How to use a sauna hat: a beginner’s guide to longer, calmer sessions

A wool sauna hat does most of the work on its own — the trick is to give it the conditions it likes. None of this is complicated. Most of it is the kind of thing that takes one round to learn and stays with you for life.

Put it on dry — never soak it

A wool sauna hat felted from British wool is made to be worn dry. Wool felt is held together by interlocked fibres rather than by weave, and the lanolin still present in the wool gives it the moisture-handling and cooling behaviour that made wool the traditional sauna-hat fibre in the first place. The hat does not need wetting to do its job.

Saturating the felt and putting it through repeated heat cycles works against the structure of the material — over a season the crown thins, the brim warps, and the silhouette is lost. Wringing the hat out afterwards is harder still on it: wet wool felt is at its most fragile, and twisting it distorts the shape and weakens the fibres around the crown. Cotton hats are wet because cotton needs to be; wool hats are not, because wool already has what cotton is borrowing the water for.

How to wear it

Pull the hat over the crown of your head so the brim sits just above the eyebrows and the body of the hat covers the top of your skull, including the temples. The temples and the very top of the head are where you feel the heat first; that is what you are insulating. It should sit comfortably without pressing — wool relaxes within four or five sessions to settle into your shape, so a snug-but-not-tight fit on day one is exactly right.

If your hat has an inner band (ours does), you do not need to fuss with it. The band keeps the silhouette honest and lets the felt soften without losing structure.

Where to sit

On your first hatted session, sit on the lower bench. In a Finnish sauna run at 80–90°C, with the löyly bench typically about a metre below the ceiling, the air around your crown can be 15–20°C hotter than the air at your shoulders. The hat shields you from that gradient, which is good — but it also means the timer your scalp normally provides has been moved.
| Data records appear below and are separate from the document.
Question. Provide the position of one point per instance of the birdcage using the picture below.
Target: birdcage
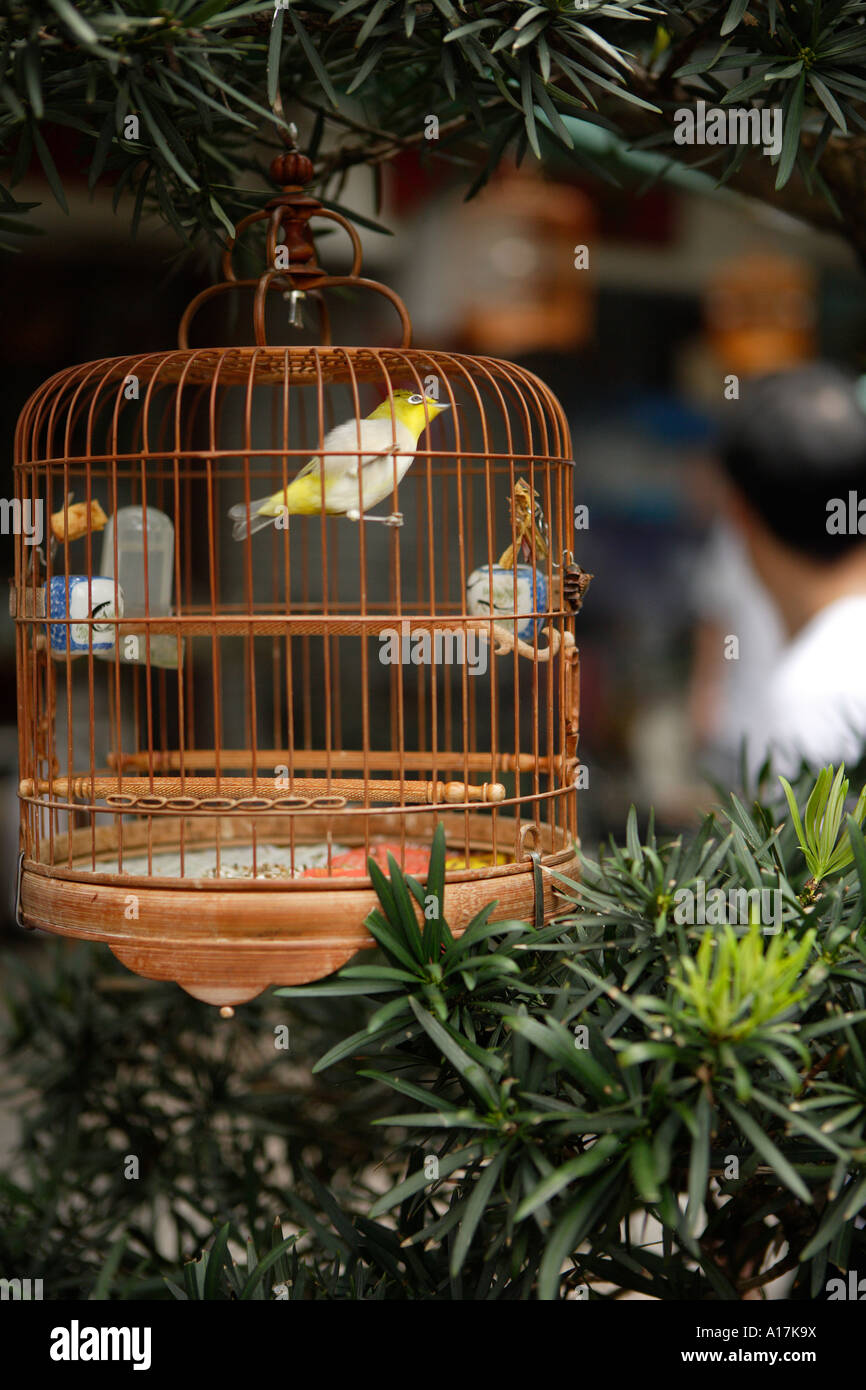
(214, 734)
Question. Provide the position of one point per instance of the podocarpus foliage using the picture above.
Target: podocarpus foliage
(523, 1098)
(587, 81)
(573, 1079)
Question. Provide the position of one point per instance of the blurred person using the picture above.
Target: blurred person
(729, 599)
(795, 456)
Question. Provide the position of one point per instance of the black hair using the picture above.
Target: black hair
(794, 444)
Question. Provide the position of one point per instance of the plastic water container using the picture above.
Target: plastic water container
(143, 531)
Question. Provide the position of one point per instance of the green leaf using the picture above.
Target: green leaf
(763, 1144)
(644, 1169)
(274, 54)
(474, 1211)
(551, 1186)
(734, 14)
(477, 1080)
(74, 21)
(572, 1229)
(267, 1262)
(528, 107)
(699, 1164)
(313, 59)
(214, 1261)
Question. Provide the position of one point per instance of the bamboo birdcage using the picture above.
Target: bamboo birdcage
(274, 727)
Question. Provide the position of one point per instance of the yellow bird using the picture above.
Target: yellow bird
(369, 448)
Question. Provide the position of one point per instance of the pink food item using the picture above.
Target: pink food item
(353, 862)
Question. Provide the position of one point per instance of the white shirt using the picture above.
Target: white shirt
(815, 702)
(729, 592)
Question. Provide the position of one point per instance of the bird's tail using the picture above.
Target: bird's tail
(249, 520)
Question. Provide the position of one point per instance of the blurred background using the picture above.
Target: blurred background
(633, 303)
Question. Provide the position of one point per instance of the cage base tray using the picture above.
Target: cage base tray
(224, 941)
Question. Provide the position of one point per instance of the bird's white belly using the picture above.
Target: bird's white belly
(374, 484)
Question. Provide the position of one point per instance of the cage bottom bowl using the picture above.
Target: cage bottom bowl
(225, 940)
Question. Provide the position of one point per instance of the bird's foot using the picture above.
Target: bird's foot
(395, 519)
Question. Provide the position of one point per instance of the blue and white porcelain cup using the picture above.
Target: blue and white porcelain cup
(489, 591)
(88, 601)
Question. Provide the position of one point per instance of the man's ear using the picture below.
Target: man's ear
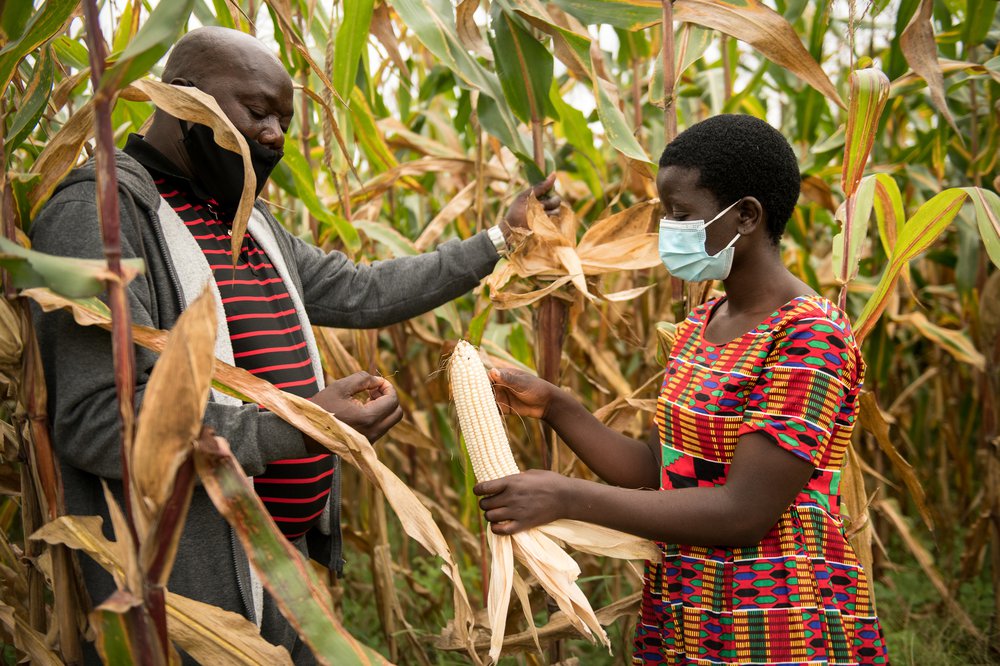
(751, 215)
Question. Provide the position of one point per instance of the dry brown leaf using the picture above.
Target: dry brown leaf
(210, 634)
(215, 636)
(10, 338)
(27, 639)
(549, 250)
(856, 505)
(603, 541)
(323, 427)
(636, 220)
(468, 31)
(873, 419)
(953, 341)
(920, 49)
(604, 362)
(60, 155)
(171, 416)
(501, 584)
(764, 29)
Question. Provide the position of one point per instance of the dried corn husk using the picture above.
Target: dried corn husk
(537, 549)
Going straight to the top bench can mask the other warning signs from your body: a racing pulse, lightheadedness, the rising urge to leave.

Spend one round on the lower bench getting used to the new ceiling, then climb if you want to. The hat is doing its job either way.

Between rounds

Take the hat off between rounds. Hang it on a peg by the door, or set it crown-up on a clean wooden bench in the changing room — anywhere air can reach the inside. A wool sauna hat is doing two things at once: insulating the scalp from above, and absorbing sweat from below, and it does the second job better when it gets a few minutes of airflow between rounds.

Putting on a hat that has gone sweat-warm without airing it is unpleasant for the first ten minutes of the next round. A few minutes on the peg is all it takes for the inside to feel fresh again.

After the session

After the last round, give the hat a gentle shake, reshape the crown with your fingers, and hang it somewhere dry and well-ventilated — a hook, a peg, the rim of a bowl. The hat will have absorbed a fair amount of perspiration over the course of a session; allow twelve to twenty-four hours of ambient airflow for it to dry through completely before the next use.

Sustained dry heat shrinks wool fibre and stiffens the felt — much like a felted jumper that has been through a hot wash — so keep the hat well clear of tumble dryers, radiators, and long hours of direct sun. Slow, ambient air is what felt is built for, and treated this way a hat felted from British wool will easily last a decade of weekly sessions.

There is more on long-term care in our guide to caring for a wool sauna hat.

When to take it off

Take the hat off if you feel even slightly lightheaded, or if your heart starts to race. The hat extends comfortable session length by buffering the scalp; it does not extend the underlying limit of what your body can take. Listen to the body before the hat.

Otherwise — wear it. The first ritual you build around a hat will be the one you keep.